I really don't know why unless it's the makeup of the dam, depth or what.

Below is great but I don't fish it. I can fish the Muskingum for bass and always pick up saugeye.


----------



## WallyGator (Jun 12, 2006)

First of all... Thanks Guys! Have to stay on the lake. The Mrs likes to lounge on the boat too much to go wading down river. Plus I like watching her lounge  I 've been pulling some 7" Gills simply casting red worms without a bobber. Thanks again. Wally


----------



## saugmon (Jun 14, 2006)

> The intention is stock the lake and let them go downstream.
> 
> I really don't know why unless it's the makeup of the dam, depth or what.


Saugeye are naturally attracted to current. That's why a lot of lakes don't fair well, for keeping saugeye. First flood,and not many saugeye left in the lake.

I tried googling Dillon lake,and kept coming up with info for the same lake in colorado, LOL

Hows the lake: Depth/water clarity/lots of cover like lillypads-brush,dropoffs,WT,etc.

Maybe something I use may help you?

Saugeye love to sit on the bottom.Muddy water as well. What they don't like is 85+ degree wt,thunder,and sunlight. With the higher WT this time of year, they'll be hiding under anything-stumps-timber/bridges/deep water/shaded channels/ and even lillypads. Tougher to get them this time of year.

Usually doesn't matter much on the depth,as long as they have a nice dark place to just lay.The muddier/murkier the water,the better! Clear lake,work the deep water and dropoffs.

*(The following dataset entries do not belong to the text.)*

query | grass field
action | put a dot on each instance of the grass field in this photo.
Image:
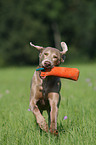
(78, 103)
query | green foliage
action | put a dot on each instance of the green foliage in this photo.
(78, 103)
(22, 21)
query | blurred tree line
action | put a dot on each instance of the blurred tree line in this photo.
(46, 23)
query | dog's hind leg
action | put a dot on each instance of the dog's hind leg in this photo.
(53, 100)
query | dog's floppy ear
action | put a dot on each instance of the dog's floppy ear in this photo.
(40, 48)
(65, 49)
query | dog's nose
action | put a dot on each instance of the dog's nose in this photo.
(47, 63)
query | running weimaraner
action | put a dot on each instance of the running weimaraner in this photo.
(45, 92)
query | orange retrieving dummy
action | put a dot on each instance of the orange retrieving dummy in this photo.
(62, 72)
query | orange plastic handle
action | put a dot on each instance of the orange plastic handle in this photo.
(63, 72)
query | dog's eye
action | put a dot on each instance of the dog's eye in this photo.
(46, 54)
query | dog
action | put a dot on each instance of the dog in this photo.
(45, 92)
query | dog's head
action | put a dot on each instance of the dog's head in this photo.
(50, 57)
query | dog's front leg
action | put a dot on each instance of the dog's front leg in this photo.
(53, 100)
(39, 118)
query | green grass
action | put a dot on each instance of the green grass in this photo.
(78, 103)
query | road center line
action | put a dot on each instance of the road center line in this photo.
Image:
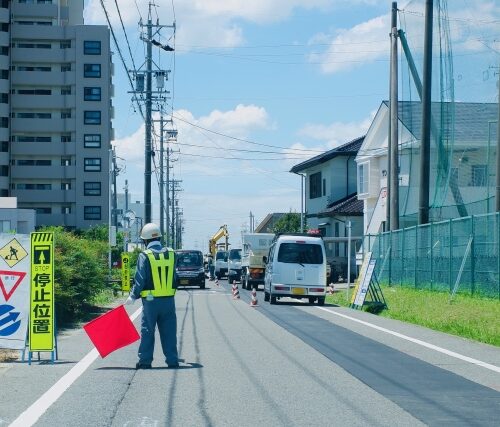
(419, 342)
(37, 409)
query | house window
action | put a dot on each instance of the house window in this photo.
(91, 188)
(92, 93)
(92, 117)
(479, 175)
(92, 140)
(363, 175)
(92, 47)
(92, 70)
(92, 164)
(315, 185)
(92, 212)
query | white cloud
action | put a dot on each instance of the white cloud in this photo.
(336, 133)
(349, 48)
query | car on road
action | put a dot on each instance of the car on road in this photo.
(296, 267)
(220, 264)
(189, 268)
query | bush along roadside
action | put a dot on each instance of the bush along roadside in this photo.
(471, 317)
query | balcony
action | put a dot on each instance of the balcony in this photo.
(43, 172)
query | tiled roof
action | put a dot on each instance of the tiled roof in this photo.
(349, 206)
(471, 118)
(349, 149)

You'll have to drag the bottom,worm harness's/jigs/crankbaits/live bait rigs. If you aren't rubbing bottom,chances are very slim on catching saugeye.Casting out rattle traps and vibee's also a pretty good way to get them,and bounce them off the bottom.

They'll hit anything a bass will.Sometimes have to bass fish for them. At my local lake,the bass fishermen get pretty po'd at the saugeye.

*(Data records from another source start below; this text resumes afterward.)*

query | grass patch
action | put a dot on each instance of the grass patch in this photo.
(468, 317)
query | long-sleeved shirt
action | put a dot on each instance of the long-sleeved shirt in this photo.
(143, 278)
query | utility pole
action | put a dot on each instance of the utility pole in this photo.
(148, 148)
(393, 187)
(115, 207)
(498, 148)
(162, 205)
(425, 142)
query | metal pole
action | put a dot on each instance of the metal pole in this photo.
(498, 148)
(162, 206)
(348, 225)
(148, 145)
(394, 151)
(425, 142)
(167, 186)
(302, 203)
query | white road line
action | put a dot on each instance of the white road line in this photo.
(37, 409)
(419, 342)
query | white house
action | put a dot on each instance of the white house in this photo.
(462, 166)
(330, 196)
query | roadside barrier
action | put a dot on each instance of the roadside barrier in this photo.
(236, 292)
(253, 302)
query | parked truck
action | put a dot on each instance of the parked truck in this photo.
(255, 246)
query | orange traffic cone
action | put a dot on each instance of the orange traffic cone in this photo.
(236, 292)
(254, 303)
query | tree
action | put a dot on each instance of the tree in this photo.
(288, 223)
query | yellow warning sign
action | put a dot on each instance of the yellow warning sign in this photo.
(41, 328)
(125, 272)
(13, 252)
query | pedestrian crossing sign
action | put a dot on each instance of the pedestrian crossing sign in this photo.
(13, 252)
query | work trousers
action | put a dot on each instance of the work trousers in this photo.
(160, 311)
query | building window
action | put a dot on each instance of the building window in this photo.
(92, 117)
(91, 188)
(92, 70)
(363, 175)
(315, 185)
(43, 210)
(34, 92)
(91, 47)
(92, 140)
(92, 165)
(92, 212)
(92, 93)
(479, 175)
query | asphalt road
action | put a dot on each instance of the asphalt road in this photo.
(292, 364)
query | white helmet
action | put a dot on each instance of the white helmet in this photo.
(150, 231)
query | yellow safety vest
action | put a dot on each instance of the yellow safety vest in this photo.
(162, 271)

Nighttime,you should be able to get them closer to the bank,and shallow running baits.

Hot colors:
Firetiger/shad/and crawdad


----------



## misfit (Apr 5, 2004)

saugmon,try "dillon reservoir".that should get you there.also check out the map on the dnr site.it's not real accurate on depths due to silting(mostly northend) and old data,but it will give an idea.
it just doesn't seem to hold the saugeyes for some reason.i've never checked,but it's possible a lot of stocking is done in the tailwaters.i've always believed they just get "flushed down",but have never really heard of any numbers in the lake.i don't fish it anymore,but fished the spillway for years(since it was first built).fished for walleyes before the saugeye stocking started and then the saugeyes for years.
the lake does have some structure,but not a lot in my opinion.lots of mud bottom,some rock/gravel.not much in the way of points,humps,etc.
i think the lack of saugeye talk/reports about the lake itself is pretty telling as to the saugeye pops in the lake.the river below is another story though


----------



## WallyGator (Jun 12, 2006)

Thanks for the helpful info! I'll let you know if I find any. Wally


----------



## toboso (Apr 14, 2004)

Most of the saugeye that get caught in the lake are caught in May & June by bass anglers casting crankbaits along rocky shoreline areas. I've fished hard for them at Dillon in the past with very little success. I net a few nice ones while catching bait as well as during fall while using live shad for catfish so I know fish are present. Fish the bank immediately west of the marina ("keeper bank"), the "overlook" hole and adjacent flat, and the old railroad bed that runs throughout the lake. Spring & Fall are probably the best times to actually catch saugeye at Dillon (lake). You can always fish for the big channels 12 months of the year


----------